A community college in upstate New York has seized on a residential life trend spreading rapidly at four-year institutions: the living-learning community.
The concept—meant to encourage campus engagement and retention—houses together students pursuing the same major or who have similar lifestyle interests.
At Onondaga Community College, a dozen or so communities—which have grown from a single dormitory hallway to fill an entire building—are designed around themes such as wellness, criminal justice and STEM, says Cathleen Dotterer, the executive director of housing and campus services.
“In a community college course with many commuters, you, as a student, may not know how to contact them outside of class,” Dotterer says. “Here, that natural tendency to develop conversations around course content is a lot easier. Now, you have a classmate on the same floor with the same text the next day.”
About 270 students—representing approximately 30 percent of those who live on campus—will be a part of living-learning communities in the 2016-17 school year. Faculty—who teach the courses connected to each community—provide regular tutoring and test-review sessions in the residence halls.
“It’s key that we make it easy for faculty to get involved, so they can plug in and do what they’re great at—which is educating students on content,” Dotterer says.
Faculty also work with residential life staff to identify other enrichment activities, such as movie nights and field trips that bond students more deeply around common interests, she adds.
For example, a farm-to-table group studying global nutrition visited afarm to get a firsthand look at livestock and the starting point of the food supply. The group then ate at a restaurant that served only locally-sourced food.
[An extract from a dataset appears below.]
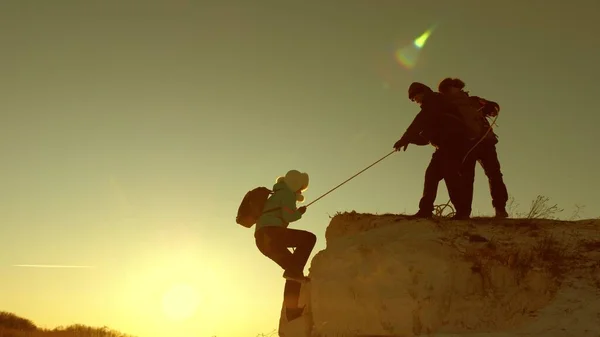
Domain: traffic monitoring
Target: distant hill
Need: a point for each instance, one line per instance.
(12, 325)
“We’re trying to figure out fun waysto connect to the course content,” Dotterer says.
Residential life staff try to help students develop better study strategies and time management skills. Early surveys of the two-year-old program show higher retention in housing and fewer roommate conflicts.
“If you’re ever struggling there’s always someone nearby who can help you,” says Maison Gladue, a business administration major. “Everyone in the community is learning the same subject so it’s easier for us to relate back to each other.”